Nicaragua
Nicaragua and Sisyphus
Sofía Montenegro
(Excerpted from the October 29 commentary on the hurricane by Sofia Montenegro in Barricada)
Damned country! Driven into the ground again! How many times must we retrace our steps? How many times will we have to rebuild? The hurricane left a vision of mud and desolation that inspires a strange mixture of pain and rage, of powerlessness and futility. Must we live with this geography as an eternal punishment? This new disaster, devastating but above all entirely unjust for a country already nearly destroyed by war gives one a sense that the endless efforts to put Nicaragua back on its feet are futile and hopeless.
Against the backdrop of the aggression, the hurricane seems to be less a cruel fluke of nature than a joke, a conspiracy on the part of who knows which gods against our mortal and absurd efforts. The myth of Sisyphus is incarnate in Nicaragua.

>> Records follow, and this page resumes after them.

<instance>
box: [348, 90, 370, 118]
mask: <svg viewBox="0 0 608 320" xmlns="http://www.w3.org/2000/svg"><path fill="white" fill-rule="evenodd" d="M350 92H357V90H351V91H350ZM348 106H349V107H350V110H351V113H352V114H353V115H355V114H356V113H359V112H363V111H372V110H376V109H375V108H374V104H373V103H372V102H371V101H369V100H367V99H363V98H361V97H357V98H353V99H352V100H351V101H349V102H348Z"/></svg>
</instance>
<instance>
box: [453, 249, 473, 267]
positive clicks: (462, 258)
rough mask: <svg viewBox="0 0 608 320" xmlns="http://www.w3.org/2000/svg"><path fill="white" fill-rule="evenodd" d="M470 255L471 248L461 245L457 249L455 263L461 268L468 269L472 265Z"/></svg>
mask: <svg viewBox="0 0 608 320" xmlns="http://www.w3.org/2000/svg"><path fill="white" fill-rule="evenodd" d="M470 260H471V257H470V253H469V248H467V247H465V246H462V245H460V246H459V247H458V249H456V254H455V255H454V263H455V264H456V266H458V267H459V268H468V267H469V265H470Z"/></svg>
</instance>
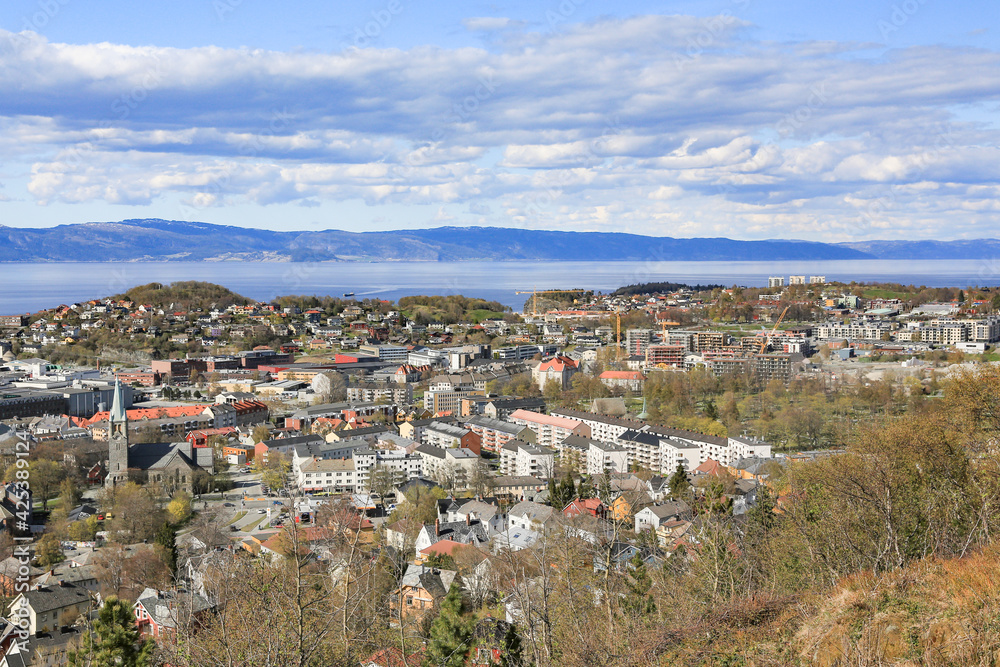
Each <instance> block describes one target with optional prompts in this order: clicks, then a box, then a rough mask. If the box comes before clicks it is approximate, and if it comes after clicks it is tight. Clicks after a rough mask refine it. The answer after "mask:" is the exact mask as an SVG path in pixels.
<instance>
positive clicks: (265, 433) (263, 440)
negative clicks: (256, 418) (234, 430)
mask: <svg viewBox="0 0 1000 667" xmlns="http://www.w3.org/2000/svg"><path fill="white" fill-rule="evenodd" d="M251 435H252V437H253V441H254V442H263V441H264V440H267V439H268V438H270V437H271V429H269V428H268V427H267V425H266V424H257V425H256V426H254V427H253V432H252V434H251Z"/></svg>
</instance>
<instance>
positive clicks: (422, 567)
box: [399, 563, 461, 597]
mask: <svg viewBox="0 0 1000 667" xmlns="http://www.w3.org/2000/svg"><path fill="white" fill-rule="evenodd" d="M456 577H458V572H456V571H454V570H438V569H435V568H430V567H424V566H423V565H414V564H412V563H411V564H410V565H409V566H408V567H407V568H406V574H404V575H403V578H402V579H400V581H399V585H400V587H403V586H412V587H413V588H423V589H424V590H426V591H427V592H428V593H430V594H431V595H433V596H434V597H444V596H445V595H447V594H448V589H449V588H451V584H452V582H453V581H455V578H456ZM459 581H461V580H459Z"/></svg>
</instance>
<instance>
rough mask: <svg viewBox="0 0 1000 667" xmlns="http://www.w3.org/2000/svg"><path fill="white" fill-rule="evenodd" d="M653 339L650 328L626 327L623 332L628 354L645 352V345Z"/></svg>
mask: <svg viewBox="0 0 1000 667" xmlns="http://www.w3.org/2000/svg"><path fill="white" fill-rule="evenodd" d="M652 340H653V330H652V329H628V330H627V331H626V332H625V345H626V348H625V349H627V350H628V353H629V354H645V353H646V347H647V346H649V344H650V343H651V342H652Z"/></svg>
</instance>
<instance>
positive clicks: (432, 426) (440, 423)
mask: <svg viewBox="0 0 1000 667" xmlns="http://www.w3.org/2000/svg"><path fill="white" fill-rule="evenodd" d="M420 441H421V442H423V443H425V444H428V445H434V446H435V447H441V448H443V449H448V448H449V447H463V448H465V449H468V450H471V451H473V452H475V453H476V455H477V456H478V455H479V454H480V453H481V452H482V440H481V439H480V438H479V436H478V435H476V433H475V432H474V431H472V429H468V428H464V427H462V426H458V425H456V424H448V423H445V422H431V423H430V424H428V425H427V426H426V427H425V428H424V429H423V433H421V435H420Z"/></svg>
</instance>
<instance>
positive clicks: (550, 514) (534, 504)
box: [507, 500, 555, 523]
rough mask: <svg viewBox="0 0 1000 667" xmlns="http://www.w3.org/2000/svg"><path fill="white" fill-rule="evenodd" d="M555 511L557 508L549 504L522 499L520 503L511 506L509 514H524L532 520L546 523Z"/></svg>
mask: <svg viewBox="0 0 1000 667" xmlns="http://www.w3.org/2000/svg"><path fill="white" fill-rule="evenodd" d="M554 511H555V510H553V509H552V508H551V507H549V506H548V505H539V504H538V503H533V502H531V501H530V500H522V501H521V502H519V503H518V504H516V505H514V506H513V507H511V508H510V511H509V512H508V513H507V514H508V516H523V517H524V518H526V519H529V520H531V521H538V522H540V523H545V522H546V521H548V520H549V519H550V518H552V513H553V512H554Z"/></svg>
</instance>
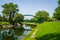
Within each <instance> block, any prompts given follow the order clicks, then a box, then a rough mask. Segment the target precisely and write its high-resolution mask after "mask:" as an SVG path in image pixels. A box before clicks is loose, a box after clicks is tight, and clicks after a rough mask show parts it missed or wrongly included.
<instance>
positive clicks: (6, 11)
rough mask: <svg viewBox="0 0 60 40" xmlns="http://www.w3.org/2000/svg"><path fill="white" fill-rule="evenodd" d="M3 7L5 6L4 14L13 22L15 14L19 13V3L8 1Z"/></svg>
mask: <svg viewBox="0 0 60 40" xmlns="http://www.w3.org/2000/svg"><path fill="white" fill-rule="evenodd" d="M2 7H3V11H2V13H3V16H4V17H5V18H9V21H10V22H12V21H13V17H14V15H15V14H16V13H18V5H17V4H13V3H6V4H4V5H2Z"/></svg>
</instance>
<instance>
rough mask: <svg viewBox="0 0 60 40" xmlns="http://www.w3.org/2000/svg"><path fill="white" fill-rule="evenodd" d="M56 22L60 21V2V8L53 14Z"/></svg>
mask: <svg viewBox="0 0 60 40" xmlns="http://www.w3.org/2000/svg"><path fill="white" fill-rule="evenodd" d="M53 16H54V18H55V20H60V0H58V6H57V8H56V9H55V12H54V13H53Z"/></svg>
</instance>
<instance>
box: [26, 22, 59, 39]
mask: <svg viewBox="0 0 60 40" xmlns="http://www.w3.org/2000/svg"><path fill="white" fill-rule="evenodd" d="M36 29H38V31H37V32H36V34H35V38H32V37H31V35H32V34H33V33H34V31H35V30H36ZM25 40H60V22H44V23H42V24H39V25H38V26H37V27H36V28H35V29H34V30H32V32H31V33H30V34H29V35H28V36H27V37H26V38H25Z"/></svg>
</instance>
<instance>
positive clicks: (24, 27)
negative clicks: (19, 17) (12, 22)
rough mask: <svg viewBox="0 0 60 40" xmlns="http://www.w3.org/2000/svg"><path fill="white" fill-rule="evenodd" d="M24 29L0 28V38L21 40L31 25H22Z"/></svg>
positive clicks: (3, 39) (29, 27)
mask: <svg viewBox="0 0 60 40" xmlns="http://www.w3.org/2000/svg"><path fill="white" fill-rule="evenodd" d="M23 28H24V29H19V28H15V29H14V28H9V29H5V30H3V29H0V40H22V39H23V38H24V37H25V36H26V35H28V34H29V33H30V31H31V26H26V25H23Z"/></svg>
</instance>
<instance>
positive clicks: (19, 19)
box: [14, 14, 24, 22]
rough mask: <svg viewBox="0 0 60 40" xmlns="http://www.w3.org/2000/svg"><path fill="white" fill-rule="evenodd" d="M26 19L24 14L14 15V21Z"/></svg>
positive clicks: (20, 20)
mask: <svg viewBox="0 0 60 40" xmlns="http://www.w3.org/2000/svg"><path fill="white" fill-rule="evenodd" d="M23 20H24V16H23V15H22V14H16V15H15V16H14V21H15V22H22V21H23Z"/></svg>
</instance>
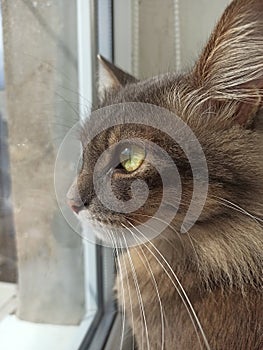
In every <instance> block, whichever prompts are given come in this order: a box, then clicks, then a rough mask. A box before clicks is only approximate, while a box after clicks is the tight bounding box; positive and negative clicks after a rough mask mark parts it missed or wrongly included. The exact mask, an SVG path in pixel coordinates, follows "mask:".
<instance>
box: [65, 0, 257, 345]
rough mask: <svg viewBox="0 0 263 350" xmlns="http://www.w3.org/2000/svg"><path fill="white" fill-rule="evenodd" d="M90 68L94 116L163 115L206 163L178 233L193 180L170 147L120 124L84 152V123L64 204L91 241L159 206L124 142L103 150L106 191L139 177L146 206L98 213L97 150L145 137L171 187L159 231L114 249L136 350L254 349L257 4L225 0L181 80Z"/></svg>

This peculiar combination of geography, history, space and time makes up the stone out of which we seem to have been hewn.
To our disconcerting geography, we must add a dizzying and sometimes nauseating history given that Nicaragua, like the rest of Latin America, passed in a little more than 300 years from an indigenous society through the conquest, colonization and independence to the formation of a national state; and, in our particular case, through the intoxicating (though no less heart- rending) process of making a revolution.
This quick glance backward is nearly paralyzing and points to the fragility of human existence as well as explaining our seeming lack of progress, particularly if we take into account the many interventions of our yankee neighbor we have had to resist since the last century. It's a rare city in Nicaragua that hasn't had to be built several times. Managua, which is destroyed every time it's nearly rebuilt, is a story in itself.
And for the last eight years we've been caught in a macabre game—where the contras destroy what the revolution has created.... There are cooperatives in the countryside that have lost count of the number of times they have been destroyed and risen up once again. From where does this sisyphic will come to rebuild, over and over again, all that which has been destroyed by nature and by human ravages?
One could say that the force, anarchy, fury and supernatural quality of all the volcanic eruptions, all the earthquakes, all the hurricanes, all the wars—all the screams and pain of thousands of years—have shaped out of this inhabitable place a unique Nicaraguan identity. In the ongoing effort to survive, Nicaraguans have adapted a psychology expressing this essential effort. In this, Sisyphus' country, we can only keep going with a sense of the absurd. This reality, present in the very depths of our consciousness and memory, is transformed into a vital force that spurs us towards rebellion, towards freedom, towards creation.
Perhaps that's where our tenacity comes from, this almost innate obstinacy to follow the same path as many times as necessary, to come into our own as people, as a nation, fully and authentically, without the chains of poverty, without foreign domination, and less vulnerable in the face of natural disasters.
In Nicaragua, we know that the most familiar paths are the easiest ones to take, because the path towards the creation of a nation, of our country, our identity, our independence, our freedom, is one we have set off on a thousand times. Our rock of Sisyphus is the country within, the one we have in our heads and in our hearts, the one we want to create.
Sisyphus has shown us the way from the eternity of his myth. Sisyphus isn't worried about his situation because he controls his rock, he knows it well. The gods can't budge him from his path, neither can they take the rock away from him, they can only send him back down again. The rock belongs to Sisyphus, he has taken control of it and every time he starts back up, he challenges the gods.
As Camus said so well, all of Sisyphus' silent joy springs from that. His destiny belongs to him. The rock belongs to him. That's why he imagines himself to be lucky. "The very effort of trying to make it to the summit is enough to fill one's heart." This gigantic rock that is Nicaragua is nothing without us. And without it, we are nothing as well.